Stocks discussed on the in-depth session of Jim Cramer's Mad Money TV Program, Tuesday June 17.
Call Me Selective: Amazon (NASDAQ:AMZN), Tesla (NASDAQ:TSLA), Concur (NASDAQ:CNQR), Workday (NYSE:WDAY), Netflix (NASDAQ:NFLX), Apple (NASDAQ:AAPL), Google (NASDAQ:GOOG), (NASDAQ:GOOGL), Facebook (NASDAQ:FB). Other stock mentioned: Rice Energy (NYSE:RICE)
Cramer would stay on the sidelines on some of the hot stocks that are rebounding. Even though there might be some upside for some stocks like Tesla (TSLA) and Amazon (AMZN), "They can go up without me," said Cramer, who adds he doesn't feel like taking a risk on high multiple stocks. He does like names like Concur (CNQR) and Workday (WDAY), because they are more stable, as well as Netflix (NFLX), although the main reason he likes Netflix is because it could be a takeover.
Cramer took a call:
Rice Energy (RICE) Cramer might buy it below $30. He thinks oil will continue to decline as there is a greater feeling of security about Iraq's oil fields.
With journalists claiming that tensions are mounting in Iraq, they might actually might be abating. If the Iraqi oil fields aren't taken over by rebel forces, then oil might be too high. The airlines gained back ground and retailers Home Depot (HD) and Target (TGT) rallied, since the oilfields seem to be safe, at least for the time being.
The inflation number was high and housing starts have not yet snapped back. Interest rates rose because of higher inflation, and this is good news for the banks. Since there are no earnings data about banks, there is enough room to believe the financial sector might improve. However, the weak housing starts might cause the Fed not to raise rates dramatically, and this is good for stocks. Cramer thinks the shorts may have to cover as the bearish arguments are refuted. Momentum stocks have been favorite shorts, and these negative bets will hurt those shorting the stocks. Salesforce.com (CRM) rose dramatically, and Cramer thinks the rally in cloud plays could continue.
Cramer took some calls:
To commemorate The Netherlands' victory over Spain in the World Cup, Cramer discussed Royal Dutch Shell (RDS.B) (RDS.A). While he tends to prefer domestic oil plays, Royal Dutch is a terrific turnaround story. It has enormous reserves, but its production has lagged the rest of the industry and has suffered from mismanagement. The turnaround story is still in its infancy, since its former CEO has just recently retired. The new CEO, Ben van Beurden, is focused on increasing profitability, capital efficiency and cash flow. The CEO thinks overspending in North America was "unacceptable," and appears to be a more disciplined CEO than his predecessor. Royal Dutch is starting up major new projects, cutting costs and is selling off underperforming assets. The company is the highest yielder in the group, with a dividend of 4.5%. For an IRA or a 401(k) it is better to buy the B-shares to avoid Dutch withholding taxes, but for a regular account, the IRS will refund the taxes. Royal Dutch is paying investors to wait for its turnaround with a generous dividend.
Cramer took some calls:
Companhia Siderurgica Nacional (SID): "A Brazilian industrial is not for me," said Cramer. These stocks are too difficult to game right now.

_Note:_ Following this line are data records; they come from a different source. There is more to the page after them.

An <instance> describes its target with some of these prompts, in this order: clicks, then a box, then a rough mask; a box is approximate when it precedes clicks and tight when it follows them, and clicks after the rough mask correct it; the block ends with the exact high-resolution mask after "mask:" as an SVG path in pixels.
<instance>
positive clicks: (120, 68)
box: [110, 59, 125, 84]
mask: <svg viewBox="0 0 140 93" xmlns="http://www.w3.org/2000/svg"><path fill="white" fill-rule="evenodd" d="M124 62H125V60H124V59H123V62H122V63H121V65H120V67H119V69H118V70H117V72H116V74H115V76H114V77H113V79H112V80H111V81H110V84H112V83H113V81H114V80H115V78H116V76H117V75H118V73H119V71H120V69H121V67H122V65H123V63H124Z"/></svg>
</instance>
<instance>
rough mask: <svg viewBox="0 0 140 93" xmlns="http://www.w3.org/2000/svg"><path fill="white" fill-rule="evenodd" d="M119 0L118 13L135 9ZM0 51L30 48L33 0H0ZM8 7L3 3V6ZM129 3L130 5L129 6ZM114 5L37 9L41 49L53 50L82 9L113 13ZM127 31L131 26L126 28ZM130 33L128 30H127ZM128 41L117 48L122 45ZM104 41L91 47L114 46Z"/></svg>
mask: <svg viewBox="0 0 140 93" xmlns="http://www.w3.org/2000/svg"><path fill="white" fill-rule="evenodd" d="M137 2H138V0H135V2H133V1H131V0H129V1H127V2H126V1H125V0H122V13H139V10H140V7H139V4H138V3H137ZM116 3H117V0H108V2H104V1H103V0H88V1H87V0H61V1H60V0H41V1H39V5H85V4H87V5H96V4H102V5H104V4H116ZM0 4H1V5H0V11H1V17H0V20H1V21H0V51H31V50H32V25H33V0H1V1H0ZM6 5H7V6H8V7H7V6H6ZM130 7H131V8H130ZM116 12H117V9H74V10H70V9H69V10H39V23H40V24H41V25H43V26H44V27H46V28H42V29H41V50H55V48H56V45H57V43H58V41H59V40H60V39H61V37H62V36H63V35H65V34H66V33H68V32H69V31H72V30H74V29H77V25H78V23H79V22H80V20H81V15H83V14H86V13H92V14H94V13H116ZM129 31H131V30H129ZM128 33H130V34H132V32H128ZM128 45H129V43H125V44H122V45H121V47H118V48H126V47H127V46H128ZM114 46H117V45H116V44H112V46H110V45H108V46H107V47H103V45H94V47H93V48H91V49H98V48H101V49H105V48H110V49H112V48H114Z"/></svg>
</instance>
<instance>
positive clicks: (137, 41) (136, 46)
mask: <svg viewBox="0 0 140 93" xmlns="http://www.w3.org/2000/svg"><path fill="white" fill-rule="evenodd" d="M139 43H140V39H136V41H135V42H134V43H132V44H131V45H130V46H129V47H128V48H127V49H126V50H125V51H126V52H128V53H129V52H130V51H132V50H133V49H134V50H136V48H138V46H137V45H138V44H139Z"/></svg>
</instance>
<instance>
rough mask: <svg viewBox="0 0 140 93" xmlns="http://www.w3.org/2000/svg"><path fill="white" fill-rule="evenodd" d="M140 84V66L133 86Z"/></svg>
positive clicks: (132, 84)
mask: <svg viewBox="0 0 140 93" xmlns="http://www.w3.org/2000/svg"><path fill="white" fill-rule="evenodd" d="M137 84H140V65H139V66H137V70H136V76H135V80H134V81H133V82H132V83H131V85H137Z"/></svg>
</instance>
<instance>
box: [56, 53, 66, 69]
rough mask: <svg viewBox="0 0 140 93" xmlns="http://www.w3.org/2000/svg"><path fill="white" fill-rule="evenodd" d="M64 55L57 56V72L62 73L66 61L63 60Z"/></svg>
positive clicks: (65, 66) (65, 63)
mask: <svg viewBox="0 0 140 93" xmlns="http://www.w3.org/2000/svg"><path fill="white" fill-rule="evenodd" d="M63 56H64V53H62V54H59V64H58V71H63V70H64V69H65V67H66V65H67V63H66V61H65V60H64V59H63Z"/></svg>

CEO Interview: Gary Burnison, Korn/Ferry International (NYSE:KFY)
Korn/Ferry International (KFY) is a global talent management play that is the world's largest executive search firm. It is a terrific tell for the high-skill sector of the job market, and it has rallied 49% since Cramer spoke with CEO Gary Burnison almost a year ago. It reported a 4 cent earnings beat with a 10% rise in revenues, yet the stock fell 4.6% after rallying after hours, because of a tax benefit that made the earnings beat seem higher than it was and worries that its revenue growth may decelerate. Cramer thinks the weakness could represent a buying opportunity. The CEO discussed the company's strategy of investing in its business. Cramer recommended the stock a year before its march upward, and since it has declined slightly, he would buy it.